The way God has allowed this little one's story and our's to cross paths blows me away. We don't know yet how long he will be with us, but I'm struck daily by what a privilege and gift it is to care for this tiny human life, for however long that may be.

When talking foster care with people this is one of the concerns I hear most often:

"Oh, that would just be too hard for me. I'd get so attached to the child and then they would just leave! I don't think my heart could handle that."

My heart can't handle it either.

But here's the thing. If we have children of our own, we aren't promised a single day with them. We don't know what the future holds. But we don't use the fear of losing a child as a reason not to have children altogether. 

Rather, we love with all our might, recognizing that each day is a gift. We trust that God has our best in mind, even when things don't play out as we hope.

And foster care can be viewed similarly. I've learned it can be a family's ministry. Adoption might be an outcome, but it might not. The first priority is the vulnerable child who needs care and security. Because of God's grace, that's what we can offer.

So yes, we will get attached. We will likely have our hearts broken. It will be very difficult.
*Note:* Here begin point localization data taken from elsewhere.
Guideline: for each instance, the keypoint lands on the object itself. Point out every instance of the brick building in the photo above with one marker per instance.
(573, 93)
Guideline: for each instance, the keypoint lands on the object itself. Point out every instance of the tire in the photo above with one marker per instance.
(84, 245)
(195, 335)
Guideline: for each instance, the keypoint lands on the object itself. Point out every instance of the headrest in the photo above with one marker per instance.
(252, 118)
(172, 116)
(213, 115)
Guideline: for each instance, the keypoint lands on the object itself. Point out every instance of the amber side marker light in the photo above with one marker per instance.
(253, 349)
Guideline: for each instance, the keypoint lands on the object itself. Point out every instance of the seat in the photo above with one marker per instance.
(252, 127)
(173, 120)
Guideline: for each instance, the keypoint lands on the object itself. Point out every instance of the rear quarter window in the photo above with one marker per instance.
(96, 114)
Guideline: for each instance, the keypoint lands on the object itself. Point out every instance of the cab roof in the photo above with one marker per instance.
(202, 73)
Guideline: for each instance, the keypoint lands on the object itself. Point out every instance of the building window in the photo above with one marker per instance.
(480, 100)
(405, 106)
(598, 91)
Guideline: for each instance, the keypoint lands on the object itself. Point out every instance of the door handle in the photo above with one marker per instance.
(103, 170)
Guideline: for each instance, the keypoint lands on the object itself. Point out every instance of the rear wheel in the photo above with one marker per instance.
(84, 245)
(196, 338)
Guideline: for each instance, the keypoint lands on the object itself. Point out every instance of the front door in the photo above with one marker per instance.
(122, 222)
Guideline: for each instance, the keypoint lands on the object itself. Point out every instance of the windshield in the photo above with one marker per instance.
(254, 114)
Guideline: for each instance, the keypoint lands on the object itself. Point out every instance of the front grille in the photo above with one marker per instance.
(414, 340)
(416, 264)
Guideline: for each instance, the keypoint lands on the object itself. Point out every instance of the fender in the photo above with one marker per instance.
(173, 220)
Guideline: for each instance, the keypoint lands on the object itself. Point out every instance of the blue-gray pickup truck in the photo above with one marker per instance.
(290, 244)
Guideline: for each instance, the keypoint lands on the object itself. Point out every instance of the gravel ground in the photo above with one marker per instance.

We may walk through trials we don't think we can handle. But that's not a reason to withhold love. 

But the Helper, the Holy Spirit, whom the Father will send in my name, he will teach you all things and bring to your remembrance all that I have said to you.
— John 14:26

Let me also say this. Every foster care placement is extremely unique and there will not always be an immediate sense of love and connection with the child brought into the home. Some placements are a daily struggle (we've been there) and reliance on God becomes a reality like never before.

The truth is, there aren't a ton of families engaged with foster care because it's a complex and difficult thing. It's not glamorous. We are learning that quickly.

And I will ask the Father, and he will give you another Helper, to be with you forever,
— John 14:26

If we are responding in obedience the Lord will provide what is needed to weather the storm. I don't want to turn around and run at the first sign of difficulty. The deep places of struggle are often what God uses to lift us to a new understanding of the heights of His love.

There are plenty of other challenges and reasons to give careful consideration to whether foster care is right for a family, but the fear of too much love need not be one. The joy experienced in offering love is greater than the pain that may accompany it. 

The depth of joy I've felt caring for our foster son has been unexpected. The situation is riddled with difficulties and unknowns. But for tonight, this sweet one is sleeping peacefully under our roof and surrounded by love.

We are praying for his family and the long road ahead. We are grieved. The emotions run deep. But so does God's faithfulness and His compassion for this precious baby. 

God is our refuge and strength,
a very present help in trouble.
Therefore we will not fear though the earth gives way,
though the mountains be moved into the heart of the sea,
though its waters roar and foam,
though the mountains tremble at its swelling.